So it can only be "realism" that's violated by QT.
These terms are always the focus of the discussions. In previous discussions I have tend to separate "causality" as in the the causal ordering you refer to, and the paradigm for causal mechanisms. This may have caused miscommunication.

The standard causal mechanism is somehow that in the view of of system dynamics, the future state depends only on the past states, as per a fixed eternal law(that we do not ask why questions about, we just "discover" them). This is the natural way we think of things in classical mechanics (ie. where obserers play no central role).

But in QM, it becomes important to think about what ontology we assign to the state spaces themselves, to understand in which space to apply the causal mechanisms? In which space does the real causal mechanism happen in QM?

What seems rational is that a single observers "expecation" of the infinitesimal future states, at least in the depends only on it's present knowledge, seems rational as otherwise one would have to add new information and the observer would have to make a measurement and the state revised. Statements about finite future times (as per fixed laws) does not follow from pure rationality arguments - it is empirical only.

The issue in Bells theorem is, just because you assume there are "hidden variables"(existing and beeing encoded by at least one observer), does this necessarily mean that expected future state as per onother observer, are causally depending on these variables? (like ignorance) I think, this does not follow from any logic I know of!

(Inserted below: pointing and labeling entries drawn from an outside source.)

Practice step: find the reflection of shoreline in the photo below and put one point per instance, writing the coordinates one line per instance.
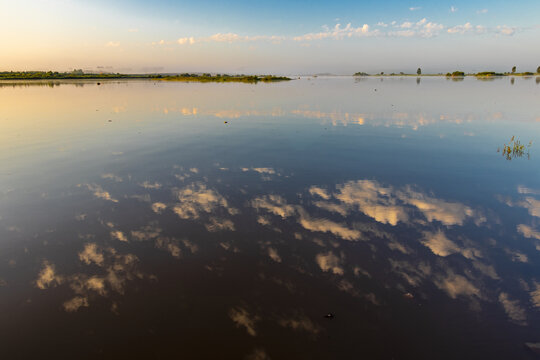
(336, 118)
(59, 82)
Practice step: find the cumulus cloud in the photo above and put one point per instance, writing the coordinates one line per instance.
(170, 245)
(387, 205)
(272, 252)
(373, 200)
(118, 235)
(338, 32)
(111, 177)
(112, 272)
(528, 231)
(440, 245)
(535, 295)
(47, 277)
(512, 308)
(92, 254)
(218, 224)
(274, 204)
(325, 225)
(99, 192)
(75, 303)
(300, 322)
(457, 285)
(315, 190)
(197, 199)
(149, 185)
(228, 38)
(158, 207)
(328, 262)
(242, 318)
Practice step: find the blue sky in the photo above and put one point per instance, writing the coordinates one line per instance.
(286, 37)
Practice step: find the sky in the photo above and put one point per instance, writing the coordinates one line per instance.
(269, 37)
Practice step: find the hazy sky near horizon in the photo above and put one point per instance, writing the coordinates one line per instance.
(280, 37)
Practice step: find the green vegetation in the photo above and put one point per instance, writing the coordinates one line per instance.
(79, 74)
(456, 74)
(223, 78)
(515, 149)
(484, 75)
(75, 74)
(488, 74)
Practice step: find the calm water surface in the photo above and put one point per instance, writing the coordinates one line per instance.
(186, 220)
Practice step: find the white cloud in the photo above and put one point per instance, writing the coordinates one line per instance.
(92, 254)
(300, 323)
(47, 277)
(512, 308)
(75, 303)
(186, 40)
(118, 235)
(440, 245)
(457, 285)
(272, 252)
(242, 318)
(338, 33)
(170, 245)
(218, 224)
(196, 199)
(328, 262)
(158, 207)
(99, 192)
(528, 231)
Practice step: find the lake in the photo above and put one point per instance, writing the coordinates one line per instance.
(320, 218)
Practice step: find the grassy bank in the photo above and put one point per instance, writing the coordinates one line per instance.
(223, 78)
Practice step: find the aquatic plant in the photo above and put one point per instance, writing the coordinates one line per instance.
(515, 149)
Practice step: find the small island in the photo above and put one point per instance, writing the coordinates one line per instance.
(458, 74)
(222, 78)
(81, 75)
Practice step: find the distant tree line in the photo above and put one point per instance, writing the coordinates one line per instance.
(460, 73)
(75, 74)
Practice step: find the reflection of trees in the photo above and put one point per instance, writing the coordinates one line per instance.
(515, 149)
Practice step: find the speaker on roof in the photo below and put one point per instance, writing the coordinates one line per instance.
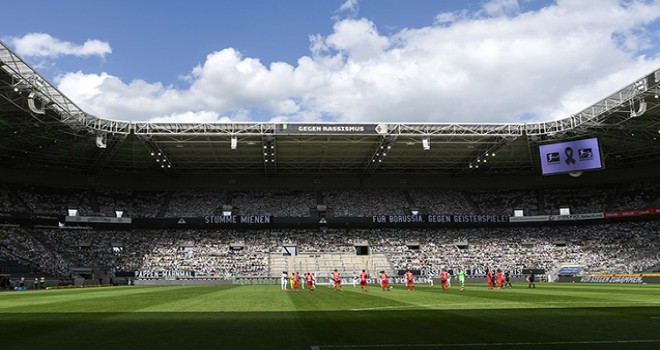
(102, 140)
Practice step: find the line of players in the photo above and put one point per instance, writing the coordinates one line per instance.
(503, 280)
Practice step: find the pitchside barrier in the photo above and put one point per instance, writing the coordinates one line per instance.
(621, 278)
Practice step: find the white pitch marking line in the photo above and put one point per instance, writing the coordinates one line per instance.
(634, 341)
(469, 304)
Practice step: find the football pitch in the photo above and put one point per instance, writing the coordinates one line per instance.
(552, 316)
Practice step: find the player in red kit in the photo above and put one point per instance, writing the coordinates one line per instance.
(444, 279)
(296, 281)
(310, 281)
(410, 282)
(384, 282)
(336, 279)
(489, 279)
(363, 281)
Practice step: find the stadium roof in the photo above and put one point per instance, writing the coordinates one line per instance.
(42, 129)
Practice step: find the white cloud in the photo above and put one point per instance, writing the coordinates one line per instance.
(349, 6)
(492, 65)
(44, 45)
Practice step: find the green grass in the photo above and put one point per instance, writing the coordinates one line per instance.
(552, 316)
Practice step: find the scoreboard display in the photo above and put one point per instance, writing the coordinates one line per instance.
(570, 156)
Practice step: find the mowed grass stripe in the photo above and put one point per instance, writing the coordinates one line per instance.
(264, 317)
(271, 298)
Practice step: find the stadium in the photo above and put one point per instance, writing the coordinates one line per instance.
(137, 234)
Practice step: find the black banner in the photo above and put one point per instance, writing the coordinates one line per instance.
(438, 219)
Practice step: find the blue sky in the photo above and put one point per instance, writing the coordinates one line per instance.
(336, 60)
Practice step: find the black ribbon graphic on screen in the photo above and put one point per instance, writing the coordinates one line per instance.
(569, 156)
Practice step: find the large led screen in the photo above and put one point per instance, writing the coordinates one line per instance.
(570, 156)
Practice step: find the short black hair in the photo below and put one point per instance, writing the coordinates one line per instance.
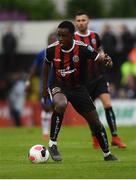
(68, 25)
(79, 13)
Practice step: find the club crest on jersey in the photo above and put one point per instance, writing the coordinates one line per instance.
(90, 48)
(93, 41)
(75, 58)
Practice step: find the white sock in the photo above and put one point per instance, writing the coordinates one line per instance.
(52, 143)
(45, 121)
(107, 154)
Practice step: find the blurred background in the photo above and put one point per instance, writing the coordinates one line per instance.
(24, 30)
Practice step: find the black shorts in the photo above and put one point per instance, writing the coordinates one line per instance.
(79, 98)
(98, 87)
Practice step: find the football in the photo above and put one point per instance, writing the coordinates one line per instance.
(38, 154)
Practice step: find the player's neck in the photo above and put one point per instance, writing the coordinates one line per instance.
(85, 32)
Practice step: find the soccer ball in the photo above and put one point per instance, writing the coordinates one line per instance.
(38, 154)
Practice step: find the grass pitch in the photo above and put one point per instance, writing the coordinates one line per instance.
(80, 160)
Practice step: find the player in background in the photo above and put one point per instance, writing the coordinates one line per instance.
(69, 60)
(36, 68)
(97, 84)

I think Bell assues it from the habit from the tradtional causal mechanisms, which IMO is intermixed with a notion of "realism" that assumes that "mechanisms" must have an objective description. This is a naive "realist type" of causal mechanism. I think it's instructional to see that insight shouldbe possible to get even before you find that QM violates the inequality I think. I think this mixes the notions of "realism" and "causal mechanisms" as we talk about this! This is what makes QM hard to grasp think.

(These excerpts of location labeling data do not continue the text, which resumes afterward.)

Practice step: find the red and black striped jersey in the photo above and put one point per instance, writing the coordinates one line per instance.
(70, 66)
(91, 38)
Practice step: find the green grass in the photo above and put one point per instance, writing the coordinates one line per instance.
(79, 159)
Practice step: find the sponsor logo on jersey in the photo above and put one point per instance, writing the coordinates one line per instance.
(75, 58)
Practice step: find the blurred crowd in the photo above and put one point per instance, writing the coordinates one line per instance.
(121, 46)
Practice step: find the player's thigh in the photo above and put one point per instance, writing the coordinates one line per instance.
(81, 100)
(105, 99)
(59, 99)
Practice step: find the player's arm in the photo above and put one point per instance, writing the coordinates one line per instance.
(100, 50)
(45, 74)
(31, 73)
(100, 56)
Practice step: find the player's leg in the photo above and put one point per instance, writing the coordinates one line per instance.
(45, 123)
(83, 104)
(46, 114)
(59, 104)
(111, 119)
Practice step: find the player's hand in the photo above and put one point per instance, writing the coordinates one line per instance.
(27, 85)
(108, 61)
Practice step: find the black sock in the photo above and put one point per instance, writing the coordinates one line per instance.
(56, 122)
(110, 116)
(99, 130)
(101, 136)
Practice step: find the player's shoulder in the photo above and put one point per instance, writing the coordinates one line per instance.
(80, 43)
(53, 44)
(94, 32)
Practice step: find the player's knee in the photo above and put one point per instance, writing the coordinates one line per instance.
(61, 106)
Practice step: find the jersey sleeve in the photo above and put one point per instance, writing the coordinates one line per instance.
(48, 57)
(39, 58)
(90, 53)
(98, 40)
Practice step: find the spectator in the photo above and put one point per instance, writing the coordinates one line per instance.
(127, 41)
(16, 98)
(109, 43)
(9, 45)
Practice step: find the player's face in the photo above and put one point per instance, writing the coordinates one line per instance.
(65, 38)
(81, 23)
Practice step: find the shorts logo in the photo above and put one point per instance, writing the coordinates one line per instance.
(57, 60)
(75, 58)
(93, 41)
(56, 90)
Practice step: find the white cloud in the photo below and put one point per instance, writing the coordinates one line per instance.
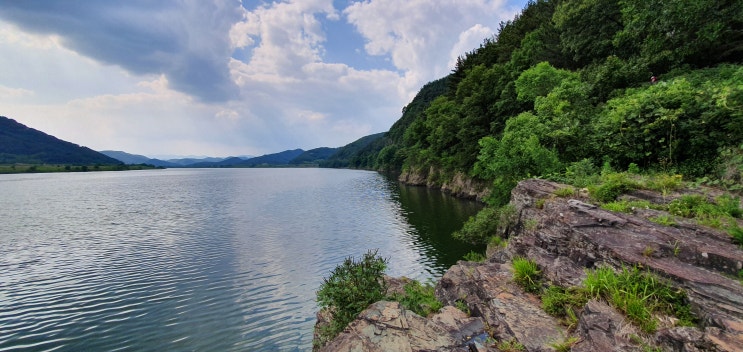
(210, 77)
(421, 35)
(468, 40)
(14, 93)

But suppose hidden variables of a system are real, in the senes that they are de facto existing in the system(inside observer) itself, but the nature of this is so that it is can not be communicated due to constraints to other external observers, then this hidden variable will still influence the expexcation of this one inside observer, and potentially explain causal mechanisms, but NOT the expectation of other observers. So a theory built in those principles, could as I see still employ hidden variables that can be thought of as real, and still violate bells theorem. But such theoy would not be deterministic or allow any observer to get rid of the randomness. This is why I would like to say that causal mechanism is just as suspsect as reality.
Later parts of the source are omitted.